David felt only a great weariness. “We’re all dead. Today or tomorrow. Why prolong it? The price is too high for adding a year or two.”
“No price is too high!”
Slowly Walt’s face seemed to come into focus. He was white, his lips were pale, his eyes sunken. There was a tic in his cheek that David never had seen before. “Why now?” he asked. “Why change the plan and tell them now, so far ahead of time?”
“Because it isn’t that far ahead of time.” Walt rubbed his eyes hard. “Something’s going wrong, David. I don’t know what it is. Something’s not working. I think we’re going to have our hands full with prematures.”
In spite of himself David made rapid calculations. “It’s twenty-six weeks,” he said. “We can’t handle that many premature babies.”
“I know that.” Walt sat down once more, and this time put his head back and closed his eyes. “We don’t have much choice,” he said. “We lost one yesterday. Three today. We have to bring them out and treat them like preemies.”

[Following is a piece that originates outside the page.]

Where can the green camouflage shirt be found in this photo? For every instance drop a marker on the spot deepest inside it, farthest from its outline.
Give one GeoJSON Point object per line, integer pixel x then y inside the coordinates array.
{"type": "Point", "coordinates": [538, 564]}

Slowly David nodded. “Which ones?” he asked, but he knew. Walt told him the names, and again he nodded. He had known that they were not his, not Walt’s, not Celia’s. “What are you planning?” he asked then, and sat down on the side of his bed.
“I have to sleep,” Walt said. “Then a meeting, posted for seven. After that we prepare the nursery for a hell of a lot of preemies. As soon as we’re ready we begin getting them out. That’ll be morning. We need nurses, half a dozen, more if we can get them. Sarah says Margaret would be good. I don’t know.”

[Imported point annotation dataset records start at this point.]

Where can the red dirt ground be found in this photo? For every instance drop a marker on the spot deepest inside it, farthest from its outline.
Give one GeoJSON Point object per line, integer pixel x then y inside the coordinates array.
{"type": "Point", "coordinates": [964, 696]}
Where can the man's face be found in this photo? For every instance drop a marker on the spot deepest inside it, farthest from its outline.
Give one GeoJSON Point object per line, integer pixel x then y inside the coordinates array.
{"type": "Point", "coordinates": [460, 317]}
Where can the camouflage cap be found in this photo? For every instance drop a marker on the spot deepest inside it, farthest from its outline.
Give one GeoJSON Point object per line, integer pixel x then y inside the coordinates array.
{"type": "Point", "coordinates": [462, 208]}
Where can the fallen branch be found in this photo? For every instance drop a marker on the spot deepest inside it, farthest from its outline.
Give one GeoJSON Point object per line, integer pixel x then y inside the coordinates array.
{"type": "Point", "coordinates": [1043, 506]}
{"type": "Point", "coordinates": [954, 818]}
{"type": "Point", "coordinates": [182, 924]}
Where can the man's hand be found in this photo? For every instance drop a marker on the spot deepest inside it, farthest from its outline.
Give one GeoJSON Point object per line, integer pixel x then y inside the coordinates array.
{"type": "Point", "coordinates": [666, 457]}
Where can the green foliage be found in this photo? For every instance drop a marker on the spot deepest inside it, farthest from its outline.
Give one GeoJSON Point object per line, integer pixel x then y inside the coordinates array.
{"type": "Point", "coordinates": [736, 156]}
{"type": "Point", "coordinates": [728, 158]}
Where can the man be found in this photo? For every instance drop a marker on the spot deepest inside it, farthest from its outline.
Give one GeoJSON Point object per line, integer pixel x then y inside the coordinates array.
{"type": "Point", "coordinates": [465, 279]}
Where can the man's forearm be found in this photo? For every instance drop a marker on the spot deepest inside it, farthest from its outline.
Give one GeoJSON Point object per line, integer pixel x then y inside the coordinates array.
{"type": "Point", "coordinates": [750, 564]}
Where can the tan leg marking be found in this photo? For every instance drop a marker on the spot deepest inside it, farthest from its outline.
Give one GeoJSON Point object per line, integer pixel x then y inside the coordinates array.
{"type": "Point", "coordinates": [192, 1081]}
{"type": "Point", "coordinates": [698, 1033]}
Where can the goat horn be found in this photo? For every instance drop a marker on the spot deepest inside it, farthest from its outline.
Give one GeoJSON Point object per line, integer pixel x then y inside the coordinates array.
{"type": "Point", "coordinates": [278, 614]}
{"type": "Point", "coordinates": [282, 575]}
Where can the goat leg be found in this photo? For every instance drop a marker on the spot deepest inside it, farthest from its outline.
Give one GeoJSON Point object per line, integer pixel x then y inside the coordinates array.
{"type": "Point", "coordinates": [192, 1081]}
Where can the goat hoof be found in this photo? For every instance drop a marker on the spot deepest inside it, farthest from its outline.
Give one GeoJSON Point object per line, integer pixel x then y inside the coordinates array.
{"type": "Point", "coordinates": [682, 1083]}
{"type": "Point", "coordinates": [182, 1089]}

David didn’t know either. Margaret’s four-year-old son had been
one of the first to die of the plague, and she had lost a baby in stillbirth. He trusted Sarah’s judgment, however. “Think between them they can get enough others, tell them what to do, see that they do it properly?”
Walt mumbled something, and one of his hands fell off the chair arm. He jerked upright.
“Okay, Walt, you get in my bed,” David said, almost resentfully. “I’ll go down to the lab, get things rolling there. I’ll come up for you at six thirty.” Walt didn’t protest, but fell onto the bed without bothering to take off his shoes. David pulled them off. Walt’s socks were more holes than not, but probably they kept his ankles warm. David left them on, pulled the blanket over him, and went to the lab.
At seven the hospital cafeteria was crowded when Walt stood up to make his announcement. First he had Avery Handley run down his log of diminishing shortwave contacts, with the accompanying grim stories of plague, famine, disease, spontaneous abortions, stillbirths, and sterility. It was the same story worldwide. They listened apathetically; they could not care any longer what was happening to any part of the world that was not their small part. Avery finished and sat down once more.
Walt looked small, David thought in surprise. He had always thought of him as a fairly large man, but he wasn’t. He was only five feet nine, and now he was very thin and hard-looking, like a gamecock, trimmed of all excess with only the essentials needed to carry on the fight remaining. Walt studied the assembled people and deliberately said, “There’s not a person in this room hungry tonight. We don’t have any more plague here. The rain is washing away the radioactivity, and we have food stores that will carry us for years even if we can’t plant crops in the spring. We have men capable of doing just about anything we might ever want done.” He paused and looked at them again, from left to right, back again, taking his time. He had their absolute attention. “What we don’t have,” he said, his voice hard and flat now, “is a woman who can conceive a child, or a man who could impregnate her if she was able to bear.”